У пристани он, отказавши мне строго в разрешении внести свой пай на расходы, сбегал куда-то и принес целый куль съестного. Тут же на лодке, окунув руки для гигиены в прорубь между арбузными корками, мы совершили самую вкусную в моей жизни трапезу. Но еще слаще еды было любоваться на то, как ел Сережа. Великое дело то, что англичане называют: table manners[16] — не просто умение держать вилку и глотать суп без музыкального аккомпанемента, а вообще «обряд питания», ритуал сложный, особый для каждого рода пищи и для каждой обстановки, свято утоптанный поколениями гастрономической традиции. Что вилка? Немудрено, когда есть вилка, действовать так, чтобы и глядеть было приятно. Тут не только вилки не было, но она и вообще была бы неуместна. Бублик семитати[17]: Сережа его не сломал, а разрезал его по экватору, на два кольца, смазал оба разреза салом, соскреб с глянцевитой поверхности кунжутные семечки, — ровно, как опытный сеятель на ниве, рассыпал их по салу, опять сложил обе половинки и только тогда, не ломая, впился в бублик зубами. Тарань: Сережа взял ее за хвост и плашмя, раз десять, шлепнул о свой левый каблук, объяснив мне: «шкура легче слазит». Действительно, его тарань дала себя обнажить гораздо скорее и совершеннее, чем моя, хоть я над своею оперировал при помощи его финки; и я все еще подрезывал прозрачные соленые пласты на крепких иглах ее скелета, когда от его тарани давно только жирный след остался у него на подбородке, на щеках и на кончике носа. Но высшей вершиной обряда был кавун. Я стал было нарезать его ломтями; Сережа торопливо сказал: «для меня не надо». Он взял целую четвертушку, подержал ее перед глазами, любуясь игрою красок, — и исчез. Пропал с глаз долой: был Сережа и нет Сережи. Предо мною сидела гимназическая форма с маской зеленого мрамора вместо головы. Зависть меня взяла: я со стороны почувствовал, что он в эту минуту переживает. Хороший кавун пахнет тихой водой, или наоборот, это безразлично; но утонуть, как он, в арбузе — все равно, что заплыть пред вечером далеко в морское затишье, лечь на спину и забыть обо всем. Идеал нирваны, ты и природа, и больше ничего. Зависть меня взяла: я схватил вторую четвертушку и тоже распрощался с землей.

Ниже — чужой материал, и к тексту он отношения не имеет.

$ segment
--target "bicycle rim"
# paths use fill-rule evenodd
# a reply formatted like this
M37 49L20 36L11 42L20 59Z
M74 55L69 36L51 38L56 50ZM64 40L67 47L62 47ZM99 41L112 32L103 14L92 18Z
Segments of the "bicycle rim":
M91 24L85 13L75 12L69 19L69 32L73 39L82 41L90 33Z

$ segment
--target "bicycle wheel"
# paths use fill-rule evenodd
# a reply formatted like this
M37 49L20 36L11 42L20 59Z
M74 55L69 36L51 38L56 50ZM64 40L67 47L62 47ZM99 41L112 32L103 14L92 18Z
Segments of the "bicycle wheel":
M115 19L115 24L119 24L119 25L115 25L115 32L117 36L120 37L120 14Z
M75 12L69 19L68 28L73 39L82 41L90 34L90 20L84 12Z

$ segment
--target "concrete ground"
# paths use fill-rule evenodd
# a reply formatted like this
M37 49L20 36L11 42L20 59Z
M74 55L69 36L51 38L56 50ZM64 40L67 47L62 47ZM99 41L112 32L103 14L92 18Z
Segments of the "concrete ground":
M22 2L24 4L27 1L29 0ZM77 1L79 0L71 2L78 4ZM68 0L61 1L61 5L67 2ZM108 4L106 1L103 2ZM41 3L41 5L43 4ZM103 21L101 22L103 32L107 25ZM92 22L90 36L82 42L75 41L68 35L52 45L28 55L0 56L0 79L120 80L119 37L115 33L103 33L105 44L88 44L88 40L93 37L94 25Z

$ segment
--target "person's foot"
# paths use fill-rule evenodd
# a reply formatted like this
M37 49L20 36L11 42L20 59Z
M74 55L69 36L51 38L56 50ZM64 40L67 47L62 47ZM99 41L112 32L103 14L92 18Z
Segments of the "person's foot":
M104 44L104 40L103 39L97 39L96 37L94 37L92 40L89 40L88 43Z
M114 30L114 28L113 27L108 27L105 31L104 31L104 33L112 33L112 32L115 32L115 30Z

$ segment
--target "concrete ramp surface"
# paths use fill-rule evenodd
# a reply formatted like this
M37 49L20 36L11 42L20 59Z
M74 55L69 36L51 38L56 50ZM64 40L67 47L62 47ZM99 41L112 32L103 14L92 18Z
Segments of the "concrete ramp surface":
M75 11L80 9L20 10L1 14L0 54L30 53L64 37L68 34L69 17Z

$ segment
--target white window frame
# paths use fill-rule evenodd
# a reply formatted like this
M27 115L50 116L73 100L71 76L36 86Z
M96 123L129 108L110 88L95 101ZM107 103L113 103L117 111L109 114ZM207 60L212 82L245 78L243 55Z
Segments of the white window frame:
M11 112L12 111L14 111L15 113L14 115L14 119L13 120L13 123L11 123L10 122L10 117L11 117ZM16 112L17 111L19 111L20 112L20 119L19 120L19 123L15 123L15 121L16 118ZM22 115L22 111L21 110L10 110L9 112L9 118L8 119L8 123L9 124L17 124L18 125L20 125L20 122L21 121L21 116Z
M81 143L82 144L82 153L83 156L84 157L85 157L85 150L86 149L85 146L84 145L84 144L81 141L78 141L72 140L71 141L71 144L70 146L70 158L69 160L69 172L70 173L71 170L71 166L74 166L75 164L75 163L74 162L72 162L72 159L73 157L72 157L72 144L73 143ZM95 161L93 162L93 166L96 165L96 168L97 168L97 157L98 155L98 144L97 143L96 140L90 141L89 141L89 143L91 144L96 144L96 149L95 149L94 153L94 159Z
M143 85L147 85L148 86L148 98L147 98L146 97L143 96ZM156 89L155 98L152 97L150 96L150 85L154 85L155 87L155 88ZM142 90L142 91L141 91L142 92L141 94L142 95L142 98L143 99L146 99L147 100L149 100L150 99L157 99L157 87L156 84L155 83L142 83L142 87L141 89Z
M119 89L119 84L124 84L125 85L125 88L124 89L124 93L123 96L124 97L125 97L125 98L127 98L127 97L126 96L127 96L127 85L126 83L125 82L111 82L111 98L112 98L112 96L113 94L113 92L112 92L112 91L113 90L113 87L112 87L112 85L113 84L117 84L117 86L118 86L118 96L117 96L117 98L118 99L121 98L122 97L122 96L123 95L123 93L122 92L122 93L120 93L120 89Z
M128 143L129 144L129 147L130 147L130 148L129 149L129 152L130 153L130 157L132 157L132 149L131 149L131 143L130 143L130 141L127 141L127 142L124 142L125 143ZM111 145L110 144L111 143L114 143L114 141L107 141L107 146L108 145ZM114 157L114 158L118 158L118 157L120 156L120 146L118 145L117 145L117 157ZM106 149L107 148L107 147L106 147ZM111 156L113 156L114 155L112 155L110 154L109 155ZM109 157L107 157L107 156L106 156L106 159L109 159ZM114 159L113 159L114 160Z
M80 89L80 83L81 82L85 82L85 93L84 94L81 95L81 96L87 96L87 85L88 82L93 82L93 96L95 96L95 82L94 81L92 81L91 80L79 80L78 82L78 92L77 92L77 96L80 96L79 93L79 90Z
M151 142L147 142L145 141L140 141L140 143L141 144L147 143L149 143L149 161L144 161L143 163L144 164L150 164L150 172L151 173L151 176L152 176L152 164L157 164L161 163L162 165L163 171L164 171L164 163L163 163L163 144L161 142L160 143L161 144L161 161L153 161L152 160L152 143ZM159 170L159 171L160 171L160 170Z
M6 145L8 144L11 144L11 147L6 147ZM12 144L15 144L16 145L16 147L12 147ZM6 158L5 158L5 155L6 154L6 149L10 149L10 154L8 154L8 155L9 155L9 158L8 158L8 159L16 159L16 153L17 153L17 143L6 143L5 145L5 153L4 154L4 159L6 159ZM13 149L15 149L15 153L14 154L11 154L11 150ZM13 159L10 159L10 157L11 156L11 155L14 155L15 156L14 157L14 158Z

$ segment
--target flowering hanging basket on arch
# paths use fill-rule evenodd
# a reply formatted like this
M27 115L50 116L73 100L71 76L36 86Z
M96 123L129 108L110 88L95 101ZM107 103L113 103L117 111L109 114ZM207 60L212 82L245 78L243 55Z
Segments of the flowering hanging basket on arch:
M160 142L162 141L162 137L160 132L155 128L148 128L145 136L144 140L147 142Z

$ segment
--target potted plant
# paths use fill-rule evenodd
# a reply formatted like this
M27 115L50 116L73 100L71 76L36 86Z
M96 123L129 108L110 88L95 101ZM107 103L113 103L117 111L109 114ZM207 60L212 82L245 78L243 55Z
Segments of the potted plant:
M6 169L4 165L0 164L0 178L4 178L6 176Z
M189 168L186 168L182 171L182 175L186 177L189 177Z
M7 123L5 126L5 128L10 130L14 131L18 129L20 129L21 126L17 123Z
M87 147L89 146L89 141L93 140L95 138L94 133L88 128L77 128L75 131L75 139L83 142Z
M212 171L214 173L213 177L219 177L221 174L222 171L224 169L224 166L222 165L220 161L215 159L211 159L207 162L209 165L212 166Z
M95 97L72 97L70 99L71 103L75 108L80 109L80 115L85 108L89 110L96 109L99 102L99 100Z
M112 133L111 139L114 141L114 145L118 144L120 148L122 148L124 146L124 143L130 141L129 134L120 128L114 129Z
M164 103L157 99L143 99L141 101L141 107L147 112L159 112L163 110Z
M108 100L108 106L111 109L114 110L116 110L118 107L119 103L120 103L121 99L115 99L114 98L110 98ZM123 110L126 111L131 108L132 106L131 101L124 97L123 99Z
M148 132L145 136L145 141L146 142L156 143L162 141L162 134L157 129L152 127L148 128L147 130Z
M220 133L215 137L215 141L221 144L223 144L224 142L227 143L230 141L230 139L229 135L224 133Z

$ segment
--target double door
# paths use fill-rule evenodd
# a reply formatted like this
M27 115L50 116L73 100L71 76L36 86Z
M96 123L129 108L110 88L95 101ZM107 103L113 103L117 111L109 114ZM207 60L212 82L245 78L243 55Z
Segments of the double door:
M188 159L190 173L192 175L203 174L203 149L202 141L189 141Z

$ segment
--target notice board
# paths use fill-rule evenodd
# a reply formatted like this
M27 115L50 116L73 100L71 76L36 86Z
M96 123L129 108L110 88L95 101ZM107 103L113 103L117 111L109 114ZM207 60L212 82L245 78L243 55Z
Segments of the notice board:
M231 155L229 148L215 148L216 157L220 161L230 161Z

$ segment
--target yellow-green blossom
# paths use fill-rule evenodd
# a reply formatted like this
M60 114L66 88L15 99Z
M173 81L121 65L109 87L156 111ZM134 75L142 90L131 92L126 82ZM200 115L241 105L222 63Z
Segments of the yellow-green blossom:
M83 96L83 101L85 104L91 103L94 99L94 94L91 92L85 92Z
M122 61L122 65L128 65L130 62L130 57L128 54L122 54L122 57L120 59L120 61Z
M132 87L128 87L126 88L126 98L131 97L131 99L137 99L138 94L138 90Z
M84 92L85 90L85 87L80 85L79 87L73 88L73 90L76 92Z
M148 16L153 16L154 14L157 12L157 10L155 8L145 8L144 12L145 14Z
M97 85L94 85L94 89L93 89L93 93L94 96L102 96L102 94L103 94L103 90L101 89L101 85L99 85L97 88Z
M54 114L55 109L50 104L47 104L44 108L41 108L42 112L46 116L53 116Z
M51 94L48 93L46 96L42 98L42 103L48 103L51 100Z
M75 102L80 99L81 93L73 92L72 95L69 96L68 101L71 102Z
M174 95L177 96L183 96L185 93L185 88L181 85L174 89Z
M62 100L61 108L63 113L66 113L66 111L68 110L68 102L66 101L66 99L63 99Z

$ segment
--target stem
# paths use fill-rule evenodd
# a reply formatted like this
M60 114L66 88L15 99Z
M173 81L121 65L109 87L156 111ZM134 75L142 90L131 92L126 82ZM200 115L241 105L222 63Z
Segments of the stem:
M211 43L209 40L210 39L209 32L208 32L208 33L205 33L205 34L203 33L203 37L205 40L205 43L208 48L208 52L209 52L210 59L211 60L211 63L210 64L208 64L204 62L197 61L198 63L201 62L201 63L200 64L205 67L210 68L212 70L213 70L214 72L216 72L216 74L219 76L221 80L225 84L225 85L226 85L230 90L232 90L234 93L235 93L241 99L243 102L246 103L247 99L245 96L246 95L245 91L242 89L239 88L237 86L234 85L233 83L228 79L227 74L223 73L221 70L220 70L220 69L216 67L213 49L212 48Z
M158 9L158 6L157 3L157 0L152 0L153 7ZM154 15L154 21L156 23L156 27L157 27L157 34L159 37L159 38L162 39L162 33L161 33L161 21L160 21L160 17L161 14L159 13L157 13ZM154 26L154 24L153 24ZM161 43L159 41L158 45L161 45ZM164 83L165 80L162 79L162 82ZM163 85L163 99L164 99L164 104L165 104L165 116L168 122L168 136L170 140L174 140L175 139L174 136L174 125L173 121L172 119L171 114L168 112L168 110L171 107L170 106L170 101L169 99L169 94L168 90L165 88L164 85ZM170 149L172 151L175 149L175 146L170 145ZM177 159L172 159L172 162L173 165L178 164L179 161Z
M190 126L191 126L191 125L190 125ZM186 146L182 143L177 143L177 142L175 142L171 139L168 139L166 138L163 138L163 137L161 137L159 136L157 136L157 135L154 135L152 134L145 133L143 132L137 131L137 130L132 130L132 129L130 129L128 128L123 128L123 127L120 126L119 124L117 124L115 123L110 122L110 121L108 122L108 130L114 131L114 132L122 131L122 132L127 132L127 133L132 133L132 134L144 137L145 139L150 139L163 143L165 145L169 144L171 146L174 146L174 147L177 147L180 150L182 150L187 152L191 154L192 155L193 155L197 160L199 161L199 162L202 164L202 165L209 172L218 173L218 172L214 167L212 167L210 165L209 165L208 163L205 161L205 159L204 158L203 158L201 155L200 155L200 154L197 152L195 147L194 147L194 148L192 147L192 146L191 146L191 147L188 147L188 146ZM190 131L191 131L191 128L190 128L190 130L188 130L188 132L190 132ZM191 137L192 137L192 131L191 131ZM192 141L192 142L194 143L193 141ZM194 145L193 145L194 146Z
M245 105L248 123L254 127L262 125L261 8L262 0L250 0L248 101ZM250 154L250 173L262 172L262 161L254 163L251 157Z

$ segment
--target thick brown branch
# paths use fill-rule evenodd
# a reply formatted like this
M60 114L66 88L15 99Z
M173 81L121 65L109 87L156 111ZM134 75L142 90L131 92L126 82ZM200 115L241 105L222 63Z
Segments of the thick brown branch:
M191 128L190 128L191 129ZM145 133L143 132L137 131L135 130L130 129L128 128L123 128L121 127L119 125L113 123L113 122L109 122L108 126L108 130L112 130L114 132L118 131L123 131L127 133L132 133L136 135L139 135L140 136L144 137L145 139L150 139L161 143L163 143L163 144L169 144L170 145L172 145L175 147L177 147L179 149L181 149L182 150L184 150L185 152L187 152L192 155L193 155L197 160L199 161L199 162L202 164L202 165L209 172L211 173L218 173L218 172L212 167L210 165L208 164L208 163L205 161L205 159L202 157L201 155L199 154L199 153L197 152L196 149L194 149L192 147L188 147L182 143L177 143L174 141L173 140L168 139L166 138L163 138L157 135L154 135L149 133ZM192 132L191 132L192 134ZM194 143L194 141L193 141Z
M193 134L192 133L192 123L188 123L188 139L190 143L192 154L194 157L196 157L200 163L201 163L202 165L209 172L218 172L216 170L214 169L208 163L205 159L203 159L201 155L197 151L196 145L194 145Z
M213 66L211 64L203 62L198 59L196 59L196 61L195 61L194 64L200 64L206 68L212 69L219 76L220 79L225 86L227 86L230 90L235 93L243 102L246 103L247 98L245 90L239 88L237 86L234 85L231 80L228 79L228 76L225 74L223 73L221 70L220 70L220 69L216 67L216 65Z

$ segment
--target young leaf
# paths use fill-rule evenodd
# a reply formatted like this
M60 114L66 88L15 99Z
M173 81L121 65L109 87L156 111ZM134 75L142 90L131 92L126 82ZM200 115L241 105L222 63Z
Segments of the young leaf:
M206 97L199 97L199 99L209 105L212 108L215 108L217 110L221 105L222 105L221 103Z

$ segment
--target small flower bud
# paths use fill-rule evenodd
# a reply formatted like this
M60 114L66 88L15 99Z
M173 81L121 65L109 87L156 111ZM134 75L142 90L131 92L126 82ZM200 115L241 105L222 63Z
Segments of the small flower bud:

…Потом пришел тот «один из обжорки», и я невольно подумал по-берлински: «so siehste aus»[18]. Сережа его представил: Мотя Банабак. Тому было лет двадцать, но, несмотря на разницу возраста, это были, по-видимому, закадычные друзья. По дороге обратно я заснул и их беседы не слышал; но все остальное я вспомнил тогда, после театра, сидя за чашкой восточного кофе и блюдцем сирского рахат-лукума в любимой греческой кофейне на углу Красного переулка.